Déforestation: Plainte pour «crime contre l’humanité» déposée contre Bolsonaro

Déforestation: Plainte pour «crime contre l’humanité» déposée contre Bolsonaro

Une organisation autrichienne a déposé une plainte devant la Cour pénale internationale, car elle considère que la destruction de l’Amazonie va affecter le monde entier.

Une ONG autrichienne a déposé mardi, une plainte à la Cour pénale internationale (CPI) pour «crimes contre l’humanité» contre le président brésilien Jair Bolsonaro, pour son rôle dans la déforestation amazonienne et ses impacts attendus sur la vie et la santé humaine à travers le monde.

La plainte de l’ONG AllRise, à laquelle la CPI n’est pas tenue de donner suite, s’appuie notamment sur la science en pleine extension de «l’attribution» des conséquences du changement climatique. Selon des études, la déforestation en Amazonie brésilienne a transformé ce puits de carbone fondamental pour la planète en émetteur net de CO2 en 2020.

AllRise assure que l’administration du président brésilien est responsable de la déforestation de quelque 4000 km² de forêt amazonienne chaque année, et que le rythme de cette déforestation s’est accru de 88% depuis son arrivée au pouvoir. Elle l’accuse également d’avoir «systématiquement» cherché à affaiblir ou se débarrasser des lois et organismes officiels encadrant ces pratiques comme des militants de la protection de l’environnement.

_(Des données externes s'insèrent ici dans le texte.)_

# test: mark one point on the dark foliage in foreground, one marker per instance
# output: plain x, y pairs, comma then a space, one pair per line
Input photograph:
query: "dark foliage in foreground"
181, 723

«Alerte rouge» pour l’humanité

Toutes ces actions «sont directement liées aux impacts négatifs du changement climatique à travers le monde», poursuivent les plaignants, qui s’appuient notamment sur l’expertise de Friederike Otto, du Universiy College de Londres et auteure principale du récent rapport d’évaluation du Giec sur l’évolution du climat, qualifié «d’alerte rouge» pour l’humanité par le patron de l’ONU, Antonio Guterres.

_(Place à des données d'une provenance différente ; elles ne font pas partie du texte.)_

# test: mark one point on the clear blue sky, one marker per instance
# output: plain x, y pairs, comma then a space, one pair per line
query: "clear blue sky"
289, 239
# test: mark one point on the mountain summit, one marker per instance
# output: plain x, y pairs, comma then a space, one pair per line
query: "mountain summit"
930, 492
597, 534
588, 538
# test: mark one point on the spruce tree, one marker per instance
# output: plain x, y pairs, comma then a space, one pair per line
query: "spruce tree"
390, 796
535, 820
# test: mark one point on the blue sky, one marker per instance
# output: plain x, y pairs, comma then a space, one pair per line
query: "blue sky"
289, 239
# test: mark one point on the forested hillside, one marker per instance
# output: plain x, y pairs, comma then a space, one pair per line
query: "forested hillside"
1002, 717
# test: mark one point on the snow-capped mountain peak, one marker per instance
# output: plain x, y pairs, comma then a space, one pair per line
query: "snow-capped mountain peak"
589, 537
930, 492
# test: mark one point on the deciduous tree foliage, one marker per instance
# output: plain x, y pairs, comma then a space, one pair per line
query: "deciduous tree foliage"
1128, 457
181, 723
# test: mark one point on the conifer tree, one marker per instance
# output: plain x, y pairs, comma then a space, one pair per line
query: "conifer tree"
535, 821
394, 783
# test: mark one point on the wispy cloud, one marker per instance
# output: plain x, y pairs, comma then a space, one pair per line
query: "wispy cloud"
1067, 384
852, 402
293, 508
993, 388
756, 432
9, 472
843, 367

Et les experts ayant travaillé sur cette plainte estiment que les émissions attribuables à la déforestation sous l’actuelle administration brésilienne causeront plus de 180’000 décès supplémentaires dans le monde, d’ici la fin du siècle.

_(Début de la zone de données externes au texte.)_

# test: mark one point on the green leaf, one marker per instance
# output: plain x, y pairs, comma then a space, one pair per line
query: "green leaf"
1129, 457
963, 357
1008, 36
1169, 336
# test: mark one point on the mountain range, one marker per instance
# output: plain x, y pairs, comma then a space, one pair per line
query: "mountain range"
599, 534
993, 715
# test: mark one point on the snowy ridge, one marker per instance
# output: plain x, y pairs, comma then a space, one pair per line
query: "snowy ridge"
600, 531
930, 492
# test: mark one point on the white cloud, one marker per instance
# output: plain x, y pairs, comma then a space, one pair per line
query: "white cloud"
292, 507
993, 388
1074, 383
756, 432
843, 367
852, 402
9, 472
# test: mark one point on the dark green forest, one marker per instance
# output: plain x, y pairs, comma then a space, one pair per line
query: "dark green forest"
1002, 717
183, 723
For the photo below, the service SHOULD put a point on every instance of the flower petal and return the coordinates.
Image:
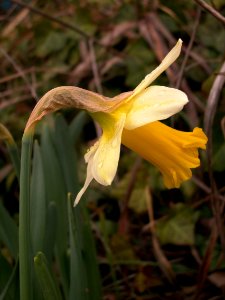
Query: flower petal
(154, 103)
(173, 152)
(106, 157)
(167, 61)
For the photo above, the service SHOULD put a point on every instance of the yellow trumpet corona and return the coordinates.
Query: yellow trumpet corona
(132, 119)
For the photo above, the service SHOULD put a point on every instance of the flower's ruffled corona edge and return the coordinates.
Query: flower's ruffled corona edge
(172, 151)
(125, 112)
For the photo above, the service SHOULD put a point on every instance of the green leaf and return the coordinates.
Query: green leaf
(47, 282)
(219, 159)
(178, 227)
(38, 202)
(8, 232)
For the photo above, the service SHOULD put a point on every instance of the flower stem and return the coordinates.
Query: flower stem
(25, 262)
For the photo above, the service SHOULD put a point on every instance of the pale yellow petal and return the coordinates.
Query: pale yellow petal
(167, 61)
(88, 180)
(154, 103)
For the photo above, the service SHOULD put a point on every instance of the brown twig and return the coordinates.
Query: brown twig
(164, 263)
(188, 50)
(203, 272)
(95, 67)
(54, 19)
(211, 10)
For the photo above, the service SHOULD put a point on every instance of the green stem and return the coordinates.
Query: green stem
(25, 262)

«Nous voulons comprendre le lien de causalité avec le climat mondial de ce qui se passe au Brésil, de cette déforestation massive», a déclaré le fondateur autrichien d’AllRise, Johannes Wesemann. «C’est exactement (…) la définition du crime contre l’humanité: la destruction intentionnelle de l’environnement et de ses défenseurs».

Plusieurs plaintes

Le président Bolsonaro est déjà visé par plusieurs plaintes devant la CPI. En janvier 2021, le cacique Raoni Matuktire, défenseur emblématique de la forêt amazonienne, avait déjà demandé à la CPI d’enquêter pour «crimes contre l’humanité» contre M. Bolsonaro, accusé de «persécuter» les peuples autochtones en détruisant leur habitat et en bafouant leurs droits fondamentaux.

En juillet 2020, des membres du personnel de santé au Brésil ont aussi demandé une enquête à la CPI pour «crime contre l’humanité» contre Bolsonaro, cette fois pour sa gestion de la pandémie de Covid-19. Mais la CPI, créée en 2002 pour juger les pires atrocités commises dans le monde et qui siège à La Haye (Pays-Bas), n’est pas contrainte de donner suite, aux milliers de requêtes déposées auprès de sa procureure, qui décide indépendamment des affaires à soumettre aux juges.

La plainte vise également plusieurs hauts responsables de l’administration brésilienne, a précisé l’avocat Nigel Povoas. «Nous affirmons qu’en raison de la politique qu’ils mènent, ils sont complices en aidant ceux qui sur le terrain commettent des meurtres, persécutions et autres actes inhumains».